The first start back from AAA for Barry Enright obviously did not go well. Three innings, seven hits, six runs, four homers -- it could not have gone much worse. Already many fans and much of the media are expecting an expedited return to Reno for Enright and for the team to look for anther option at the end of the starting rotation, perhaps in trade, perhaps in other players in their farm system.

However, I would not book Enright's ticket out of town just yet. Before his start on Tuesday, Kirk Gibson indicated that the move to go with Enright was a decision made by the team. "The organization has decided that this is the way we want to go," he explained. 

After the game on Tuesday, as expected, Gibson was reluctant to say what the team's next move would be. "We're not thinking right at this second, 'what am I going to next?'" he said. "We'll absorb it and move on."

Obviously it was just after a bad game and the team had not had any opportunity to get to together and plan for things moving forward, but it would not surprising to see Enright go again in five days. 

One of the things the manager noted on Monday is how young players can press when things aren't going perfectly and they have to worry about being sent back to the minors. I can't imagine Enright getting sent down immiediately. 

While he was in AAA, Enright worked on several things and found improvement with his breaking pitches. After the game, he noted that what he struggled with was his fastball, something that was odd. He knows that to be successful, he has to "pound the zone" with his fastball and work in the breaking stuff.

Gibson noted that in his time in Reno, Enright "got himself back on track to where he was last year."

It is also important to remember that he occupies the fifth starting spot. How effective are most teams' fifth starter?

Performances like the one on Tuesday will not do, but if he bounces back and give the team five or six innings while allowing two or three runs, that is exactly what you hope to get from a number five. Anything better is extra. Yes the team is fighting to stay alive in the pennant race and win the NL West, chasing the world champions and as GM Kevin Towers noted on the radio this morning, "the rope gets shorter," referring to the patience you can have with mistakes in young players.
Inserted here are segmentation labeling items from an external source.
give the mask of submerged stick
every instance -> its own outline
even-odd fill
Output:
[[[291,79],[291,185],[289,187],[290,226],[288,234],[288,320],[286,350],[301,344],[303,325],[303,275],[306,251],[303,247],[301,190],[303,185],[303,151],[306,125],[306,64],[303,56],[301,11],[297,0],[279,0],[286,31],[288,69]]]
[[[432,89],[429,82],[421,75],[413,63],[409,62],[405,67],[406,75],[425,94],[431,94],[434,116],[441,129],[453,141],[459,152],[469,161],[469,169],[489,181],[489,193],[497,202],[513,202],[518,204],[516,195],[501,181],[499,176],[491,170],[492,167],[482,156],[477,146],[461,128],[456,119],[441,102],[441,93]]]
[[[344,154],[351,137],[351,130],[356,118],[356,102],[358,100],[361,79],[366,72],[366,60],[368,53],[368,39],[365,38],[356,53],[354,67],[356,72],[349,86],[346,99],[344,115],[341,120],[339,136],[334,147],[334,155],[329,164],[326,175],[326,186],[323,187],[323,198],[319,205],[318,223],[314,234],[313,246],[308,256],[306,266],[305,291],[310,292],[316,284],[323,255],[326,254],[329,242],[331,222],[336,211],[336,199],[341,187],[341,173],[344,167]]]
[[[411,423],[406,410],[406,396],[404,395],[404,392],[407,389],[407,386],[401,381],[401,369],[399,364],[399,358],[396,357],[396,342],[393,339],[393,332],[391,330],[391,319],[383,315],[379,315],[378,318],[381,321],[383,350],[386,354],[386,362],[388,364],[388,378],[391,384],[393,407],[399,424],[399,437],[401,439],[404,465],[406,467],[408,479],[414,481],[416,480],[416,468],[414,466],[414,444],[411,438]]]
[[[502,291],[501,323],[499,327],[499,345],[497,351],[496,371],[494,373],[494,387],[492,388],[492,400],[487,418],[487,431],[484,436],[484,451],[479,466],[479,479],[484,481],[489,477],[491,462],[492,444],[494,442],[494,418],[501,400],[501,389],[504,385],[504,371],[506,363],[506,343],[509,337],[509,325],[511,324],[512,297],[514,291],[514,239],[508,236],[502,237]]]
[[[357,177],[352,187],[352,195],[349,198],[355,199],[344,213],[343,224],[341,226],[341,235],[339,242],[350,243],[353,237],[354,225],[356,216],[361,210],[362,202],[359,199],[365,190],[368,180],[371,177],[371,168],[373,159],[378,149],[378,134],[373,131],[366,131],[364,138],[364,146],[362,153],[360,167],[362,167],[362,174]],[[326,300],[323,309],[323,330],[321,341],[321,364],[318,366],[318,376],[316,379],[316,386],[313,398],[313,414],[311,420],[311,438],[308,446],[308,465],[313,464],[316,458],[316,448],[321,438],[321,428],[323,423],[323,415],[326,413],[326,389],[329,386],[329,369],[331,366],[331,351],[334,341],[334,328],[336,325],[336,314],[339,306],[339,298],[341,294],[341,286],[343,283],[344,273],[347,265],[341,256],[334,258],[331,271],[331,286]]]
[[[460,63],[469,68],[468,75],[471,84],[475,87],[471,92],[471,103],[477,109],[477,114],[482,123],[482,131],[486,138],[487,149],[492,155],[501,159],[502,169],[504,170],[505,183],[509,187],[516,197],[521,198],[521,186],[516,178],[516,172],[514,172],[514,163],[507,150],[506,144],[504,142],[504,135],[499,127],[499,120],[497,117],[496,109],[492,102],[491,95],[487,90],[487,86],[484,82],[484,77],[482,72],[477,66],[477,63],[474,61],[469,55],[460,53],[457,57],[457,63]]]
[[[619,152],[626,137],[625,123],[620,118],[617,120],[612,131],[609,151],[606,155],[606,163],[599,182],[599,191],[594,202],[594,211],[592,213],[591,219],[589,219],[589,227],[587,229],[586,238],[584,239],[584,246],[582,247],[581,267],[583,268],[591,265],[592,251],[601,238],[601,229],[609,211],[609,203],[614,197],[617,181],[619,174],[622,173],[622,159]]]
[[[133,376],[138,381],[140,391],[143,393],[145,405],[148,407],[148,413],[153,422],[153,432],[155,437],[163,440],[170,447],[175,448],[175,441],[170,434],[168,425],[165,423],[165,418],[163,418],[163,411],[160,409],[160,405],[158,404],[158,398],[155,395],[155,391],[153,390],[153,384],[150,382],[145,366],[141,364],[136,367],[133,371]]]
But let's give Barry the Red at least another couple of starts before we definitively say that he isn't the answer at the back of the rotation. If he continues to struggle, well then everyone can bring out the pitchforks and torches to run him out to Nevada again. But the D-Backs have managed to be where they are without much production in the fifth spot in the rotation. And as Gibby said, "we've been playing pretty damn good." Let's hope it continues.